Il n’est pas rare qu’elle évoque les souvenirs d’un père qui a toujours vécu comme sur une scène, oscillant entre fulgurances créatives et zones d’ombre. Dans ses propos transparaît une admiration immense, mais aussi une forme d’apaisement : savoir qu’il est encore là, malgré tout, est déjà une victoire.
Au fond, l’histoire de Richard Bohringer ressemble à un roman. Né en 1941, il a connu la gloire dans les années 1980 et 1990, grâce à des films devenus cultes et à des rôles taillés pour lui, mélange de rudesse et de fragilité. Sa carrière fut jalonnée de prix prestigieux, dont le César du meilleur acteur en 1985 pour L’Addition. Mais au-delà des récompenses, c’est son aura qui a marqué les esprits.

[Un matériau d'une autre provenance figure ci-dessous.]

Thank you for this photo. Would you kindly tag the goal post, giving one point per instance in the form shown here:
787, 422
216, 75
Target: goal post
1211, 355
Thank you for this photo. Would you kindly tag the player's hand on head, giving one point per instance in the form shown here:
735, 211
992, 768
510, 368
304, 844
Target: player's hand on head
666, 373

Bohringer, c’était le visage d’une époque, celui d’un homme qui ne craignait pas de se brûler les ailes, quitte à tomber. Dans ses interviews, il parlait volontiers de ses démons : la drogue, l’alcool, les nuits sans fin, les amours chaotiques. « Dissolue » est sans doute le mot juste, et c’est celui que sa fille choisit aujourd’hui. Mais derrière la dissolution, il y avait une intensité rare, une soif d’absolu qui a nourri son art.
Sa maladie, survenue bien plus tard, a agi comme un révélateur. Face à la mort, Bohringer a dû ralentir, accepter sa vulnérabilité, se laisser soigner et entourer. Cette expérience a bouleversé son entourage, mais elle lui a offert, paradoxalement, une forme de renaissance. Son combat contre le cancer a rappelé à tous qu’il était d’abord un survivant.
Chaque apparition publique, chaque mot prononcé en après-coup avait la valeur d’un témoignage. Comme s’il revenait d’un long voyage, Bohringer parlait avec une intensité nouvelle, consciente que chaque instant comptait.
Aujourd’hui, à 83 ans, il ne joue plus vraiment. Ses projets artistiques sont rares, ses forces limitées. Mais son héritage demeure immense. Dans les festivals, dans les hommages qui lui sont rendus, dans les récits de ceux qui ont croisé sa route, son empreinte est indélébile. Roman, en évoquant son père, ne cherche pas à masquer la réalité. Elle n’idéalise pas l’homme, elle raconte simplement le père tel qu’il est : un homme cabossé, usé, mais toujours habité par cette étincelle qui a fait de lui un artiste unique.
On peut voir dans cette transparence une leçon de vie. Parler de la vieillesse sans fard, sans détour, c’est accepter que l’existence est faite de combats, de victoires, mais aussi de renoncements. Richard Bohringer a survécu à la maladie, il survit à ses excès, il survit au temps. Et tant qu’il est là, tant que sa voix résonne encore, tant que ses proches l’aiment et l’accompagnent, il demeure ce « sacré combattant » que Roman décrivait déjà en 2019.